The early history of the play in the United States is furnished in part by Upton Sinclair, whose novel based on Damaged Goods appeared in 1913. The play was presented for the first time in the same year, at a Friday matinee on March 14, in the Fulton Theater in New York, evidently a private showing before members of a group called the Sociological Fund. It had been produced by Richard Bennett, the actor, as we are told by M. Moore:

“Not as one more play but as the major enterprise of his whole career. ...He was almost beaten at first by the hostility of censormanagers; and by the fear of actors who ''as fast as he gathered them, just as fast did they stray from the fold when their friends began to tell them that every actor who took part in the production would be ostracized from polite society." When he had succeeded in getting a company together, he found it necessary to present the play first under the auspices of the Medical Review of Reviews, and persons who wished to see the play bought special memberships in a fund society instead of simply purchasing tickets of admittance.”
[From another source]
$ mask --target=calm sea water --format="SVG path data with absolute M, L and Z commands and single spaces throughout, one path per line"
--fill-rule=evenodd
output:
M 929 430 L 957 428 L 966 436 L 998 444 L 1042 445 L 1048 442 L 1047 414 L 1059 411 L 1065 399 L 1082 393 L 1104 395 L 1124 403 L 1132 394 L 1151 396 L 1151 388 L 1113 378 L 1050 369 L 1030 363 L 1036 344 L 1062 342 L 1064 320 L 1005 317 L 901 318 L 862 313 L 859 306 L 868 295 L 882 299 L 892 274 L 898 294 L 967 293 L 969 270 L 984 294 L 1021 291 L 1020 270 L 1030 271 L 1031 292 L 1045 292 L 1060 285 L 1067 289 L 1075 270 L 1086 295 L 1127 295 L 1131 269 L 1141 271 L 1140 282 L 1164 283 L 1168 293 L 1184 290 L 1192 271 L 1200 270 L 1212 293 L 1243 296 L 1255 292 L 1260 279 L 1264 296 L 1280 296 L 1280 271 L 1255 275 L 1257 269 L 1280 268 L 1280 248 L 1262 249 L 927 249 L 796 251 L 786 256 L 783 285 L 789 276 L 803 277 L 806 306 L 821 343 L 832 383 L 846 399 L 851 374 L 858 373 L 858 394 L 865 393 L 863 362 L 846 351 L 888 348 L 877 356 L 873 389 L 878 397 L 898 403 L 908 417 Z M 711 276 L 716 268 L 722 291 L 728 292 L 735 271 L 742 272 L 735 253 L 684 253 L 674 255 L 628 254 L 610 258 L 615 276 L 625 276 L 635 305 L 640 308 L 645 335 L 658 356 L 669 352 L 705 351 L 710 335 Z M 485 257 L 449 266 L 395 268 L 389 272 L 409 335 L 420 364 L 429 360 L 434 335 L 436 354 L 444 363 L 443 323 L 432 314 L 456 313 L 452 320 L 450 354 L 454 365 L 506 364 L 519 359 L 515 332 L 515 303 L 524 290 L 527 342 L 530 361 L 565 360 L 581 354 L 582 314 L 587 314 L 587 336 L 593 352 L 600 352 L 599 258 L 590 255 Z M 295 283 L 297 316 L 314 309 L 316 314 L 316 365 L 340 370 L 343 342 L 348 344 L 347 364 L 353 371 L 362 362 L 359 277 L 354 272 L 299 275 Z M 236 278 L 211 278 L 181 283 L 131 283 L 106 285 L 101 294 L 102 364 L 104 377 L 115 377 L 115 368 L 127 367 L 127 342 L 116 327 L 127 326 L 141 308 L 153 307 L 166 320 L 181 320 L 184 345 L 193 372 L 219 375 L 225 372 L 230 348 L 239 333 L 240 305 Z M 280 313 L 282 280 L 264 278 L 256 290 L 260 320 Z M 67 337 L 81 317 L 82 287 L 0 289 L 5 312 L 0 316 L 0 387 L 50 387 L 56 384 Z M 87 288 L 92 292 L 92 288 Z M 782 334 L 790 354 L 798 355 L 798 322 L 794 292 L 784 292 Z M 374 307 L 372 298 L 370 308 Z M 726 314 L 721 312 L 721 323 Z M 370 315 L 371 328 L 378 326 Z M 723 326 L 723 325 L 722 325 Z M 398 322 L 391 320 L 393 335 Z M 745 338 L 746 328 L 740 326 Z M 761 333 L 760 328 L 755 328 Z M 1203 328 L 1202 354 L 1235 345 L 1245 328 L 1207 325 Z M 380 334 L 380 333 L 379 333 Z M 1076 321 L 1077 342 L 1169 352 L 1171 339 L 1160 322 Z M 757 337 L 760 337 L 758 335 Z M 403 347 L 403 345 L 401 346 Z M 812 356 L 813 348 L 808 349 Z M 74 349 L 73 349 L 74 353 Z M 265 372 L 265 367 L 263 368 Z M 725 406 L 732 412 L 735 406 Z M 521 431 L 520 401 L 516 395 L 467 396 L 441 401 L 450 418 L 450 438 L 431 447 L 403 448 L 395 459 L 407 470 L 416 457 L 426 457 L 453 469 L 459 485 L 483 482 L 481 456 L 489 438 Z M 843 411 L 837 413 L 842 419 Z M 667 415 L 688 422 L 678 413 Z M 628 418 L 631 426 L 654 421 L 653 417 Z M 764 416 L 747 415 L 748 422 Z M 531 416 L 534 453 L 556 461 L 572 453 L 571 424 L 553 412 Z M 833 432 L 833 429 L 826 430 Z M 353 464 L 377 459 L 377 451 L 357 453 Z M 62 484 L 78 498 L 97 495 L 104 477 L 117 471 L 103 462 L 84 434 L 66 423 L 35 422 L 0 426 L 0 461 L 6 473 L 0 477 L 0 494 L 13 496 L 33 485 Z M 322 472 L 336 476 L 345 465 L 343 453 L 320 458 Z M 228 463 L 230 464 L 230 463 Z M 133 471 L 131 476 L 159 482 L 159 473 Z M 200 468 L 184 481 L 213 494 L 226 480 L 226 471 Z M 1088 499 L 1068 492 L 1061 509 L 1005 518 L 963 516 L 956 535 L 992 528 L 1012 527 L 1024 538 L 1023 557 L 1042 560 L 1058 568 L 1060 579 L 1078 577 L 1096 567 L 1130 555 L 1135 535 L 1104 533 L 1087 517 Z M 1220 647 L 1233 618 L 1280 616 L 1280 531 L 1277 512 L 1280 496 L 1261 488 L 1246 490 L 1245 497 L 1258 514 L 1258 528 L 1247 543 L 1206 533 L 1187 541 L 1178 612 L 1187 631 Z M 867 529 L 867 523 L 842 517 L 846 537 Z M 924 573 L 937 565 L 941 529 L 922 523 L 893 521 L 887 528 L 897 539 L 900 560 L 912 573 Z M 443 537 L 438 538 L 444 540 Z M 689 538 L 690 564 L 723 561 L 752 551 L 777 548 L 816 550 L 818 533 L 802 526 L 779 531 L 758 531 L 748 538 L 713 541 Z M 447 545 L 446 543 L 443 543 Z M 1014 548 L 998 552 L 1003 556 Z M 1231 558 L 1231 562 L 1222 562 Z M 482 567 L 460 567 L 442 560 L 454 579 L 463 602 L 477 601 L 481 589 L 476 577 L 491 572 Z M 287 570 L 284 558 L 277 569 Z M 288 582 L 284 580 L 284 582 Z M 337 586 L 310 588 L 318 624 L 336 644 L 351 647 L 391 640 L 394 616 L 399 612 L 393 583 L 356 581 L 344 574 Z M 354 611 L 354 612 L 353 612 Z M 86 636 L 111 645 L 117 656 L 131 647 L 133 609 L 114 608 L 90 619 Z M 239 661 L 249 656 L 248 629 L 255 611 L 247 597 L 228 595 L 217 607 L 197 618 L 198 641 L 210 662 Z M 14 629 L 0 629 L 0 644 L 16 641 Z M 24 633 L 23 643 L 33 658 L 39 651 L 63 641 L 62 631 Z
In spite of these difficulties, the play was a huge success in New York. Sinclair says it was "acclaimed by public, press, and pulpit as the greatest contribution ever made by the stage to the cause of humanity." It had a long run in New York and then toured other cities, according to Moore, "besides bearing fruit in several state laws for the protection of public health." The play was revived in New York at the 48th Street Theater in 1937 and at the Butler Davenport Theater in 1941.